For one, it’s important to note that in the U.S., sunscreens are regulated as over-the-counter drugs; in Europe, they’re regulated as cosmetics. The regulation and approval process are different.
A second reason given by the FDA is that Americans have, over the last few decades, dramatically changed the way they use sunscreens, which is a good thing: We’ve gone from occasional use by a portion of the population to extensive, daily use by people of all ages, ethnicities, and complexions, and this increase in use is encouraged by the FDA to help lower the incidence of melanoma and other skin cancers. With this increase in use, it’s incumbent upon the FDA to make sure that any new UV filter that will be used so extensively is safe.
In 2014 Congress passed and President Obama signed the Sunscreen Innovation Act, which created a new process for the review of safety and effectiveness of nonprescription sunscreen ingredients, specifically the eight awaiting review. By March of 2015, the FDA determined that additional data was needed to support each of the eight new filters. So far, none are approved yet.
In 2019 the FDA also issued a proposed rule “to update regulatory requirements for most sunscreen products in the United States…The FDA is asking industry and other interested parties for additional safety data on 12 active sunscreen ingredients currently available in marketed products.” No new data is requested for titanium dioxide and zinc oxide, but data is being requested for the eight previously mentioned commonly used chemical absorbers (avobenzone, octinoxate, etc.) currently available in U.S. products (and some others not commonly used).
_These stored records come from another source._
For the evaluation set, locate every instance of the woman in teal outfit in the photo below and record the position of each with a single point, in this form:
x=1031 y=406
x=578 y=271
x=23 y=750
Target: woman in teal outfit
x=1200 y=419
Again, the FDA’s position is that sunscreens are now worn daily and by people of all ages, including pregnant women and children, and the increase in use, as well as the above mentioned study about absorption, warrants their commitment to gathering further information. But again, as Janet Woodcock of the FDA said, even if an ingredient is absorbed through the skin and into the body does not mean that the ingredient is unsafe, nor does the FDA seeking further information indicate that it is unsafe. In fact, in July of 2020, the FDA made this point clear: “Absorption does NOT equal risk – The FDA advises continued use of sunscreens,” and noted that the further studies are intended to “fill in the current data gaps for these ingredients.”
Indeed, despite the FDA’s call for further data, the U.S. Surgeon General, the Centers for Disease Control & Prevention, and the FDA itself all encourage—in fact, the FDA “urges”—the use of sunscreen, and all cite the enormity of the melanoma and other skin cancer problems that the U.S. is dealing with as the reason to do so.
Bottom line: The data on twelve long-approved active ingredients are being updated, and the following eight “new” ingredients are still being reviewed:
AIM hopes the FDA will come to a decision soon, as approval of any or all the ingredients would help consumers have access to a larger selection of sunscreens. Additionally, many in the melanoma world say several of these new filters are superior to what we have in the U.S., so approval means both a larger selection AND better protection from UV rays. That’s a win-win for consumers.